今のなでしこジャパンでは年上の選手が何かを押しつけることがなく、年下の選手たちも自分の役割をみずからきちんと果たしているので関係もよく、とてもいい環境だと感じていますが、そういう意識のもち方も、日本ならではのいい部分でもあったと思います。
わたしが年上の選手たちから学んだことは、ほかにもたくさんあります。生意気だったわたしは、試合中によく先輩たちと言い合うことがありました。とくに、ベレーザでも日本代表でも一緒だったイワシ(岩清水梓)さんには、試合中によく厳しく声をかけられました。
そんなとき、有吉佐織さん(アルビレックス新潟レディース)や阪口夢穂さんが間に入って、空気を和らげてくれました。わざと笑わせてくれたり、自然に会話をつないでくれたりしたことで、ぶつかり合ったまま終わらずにすんだことも多かったです。イワシさんの厳しさ、有吉さんと阪口さんの柔らかさ、その両方があったからこそ、わたしは伸び伸びプレーすることができて、いろいろなことを経験させてもらうことができたのだと思います。
評価は「誰が言ったか」で受け止め方が変わる
海外でプレーするようになってから、賞をいただいたり、バロンドール候補に名前が挙がったりする機会が増えました。そうした評価は大変光栄なことです。ただ、わたしがより嬉しいと感じるのは、賞の大きさよりも、ほかの人があまり見ていないプレーまで見て評価してもらえたときです。「そんなところまで見てくれているんだ」と思えるような視点からの評価のほうが印象に残ります。

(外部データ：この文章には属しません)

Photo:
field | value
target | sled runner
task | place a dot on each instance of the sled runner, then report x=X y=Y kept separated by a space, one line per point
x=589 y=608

わたしのなかには、「この人に評価してもらえたら嬉しい」と思える相手がいます。ベレーザ時代に監督として指導を受けた永田雅人さんや、マンチェスター・シティのガレス・テイラー元監督は、周囲にはあまり伝わりにくいわたしの良さを見つけて、評価してくれる存在でした。
マンチェスター・シティに来てから、PFA(イングランドプロ選手組合)が選ぶ年間ベストイレブンに3年連続で選出されました。

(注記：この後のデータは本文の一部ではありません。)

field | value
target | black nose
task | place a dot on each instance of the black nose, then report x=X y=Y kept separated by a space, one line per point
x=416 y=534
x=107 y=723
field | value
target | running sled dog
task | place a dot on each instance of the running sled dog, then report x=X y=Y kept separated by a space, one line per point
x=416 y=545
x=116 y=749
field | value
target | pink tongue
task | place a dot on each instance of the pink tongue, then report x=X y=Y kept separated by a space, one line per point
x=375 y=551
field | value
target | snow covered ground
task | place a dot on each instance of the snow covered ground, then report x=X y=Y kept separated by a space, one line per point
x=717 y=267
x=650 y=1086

表面的な印象ではなく、プレーの中身を見たうえでの評価には重みを感じます。それは、監督からの評価も同じです。シティでは、単純な技術というより、スペースを見つけて動くことや、目立ちにくいプレーも含めて理解し、評価してもらえていると感じます。今のプレーをきちんと見てもらったうえでの評価は、わたしにとってポジティブなことです。
最後に信じるのは、自分自身の感覚
プロとしてプレーする以上、褒めてもらうことはもちろん、批判されることもあります。でも、その言葉に気持ちが大きく左右されることはほとんどありません。周りが高く評価してくれても、自分が納得していなければ喜べませんし、批判されても、自分で納得できていれば気になりません。
大事なのは、周りの意見よりも、自分がどう感じるかです。
なでしこジャパンに対する批判を目にすることもあります。とくに、SNSのように短い言葉をすぐに発信できる場では、そうした声が流れてくることがありますが、あまり気になりません。きっと批判の内容そのものよりも「どんな人が、どういう視点で言っているのか」というほうが気になるからだと思います。なかには、「たしかにその試合では自分も同じ感覚だった」と思うこともあります。

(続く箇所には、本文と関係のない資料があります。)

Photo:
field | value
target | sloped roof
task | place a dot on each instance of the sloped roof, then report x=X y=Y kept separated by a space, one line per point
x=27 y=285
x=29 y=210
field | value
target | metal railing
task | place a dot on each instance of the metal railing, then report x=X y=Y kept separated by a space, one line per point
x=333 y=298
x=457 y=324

でも、最終的に判断するのは自分です。どれだけ強い言葉で言われても、その人が何を知っていて、何を見て言っているのかがわからなければ、そのまま受け止めることはありません。ストレスをぶつけるように批判している人もいるかもしれませんが、そういう言葉にまで心を動かされる必要はないのです。
周囲の評価は、自分を知るきっかけにはなります。でも、それで自分が決まるわけではありません。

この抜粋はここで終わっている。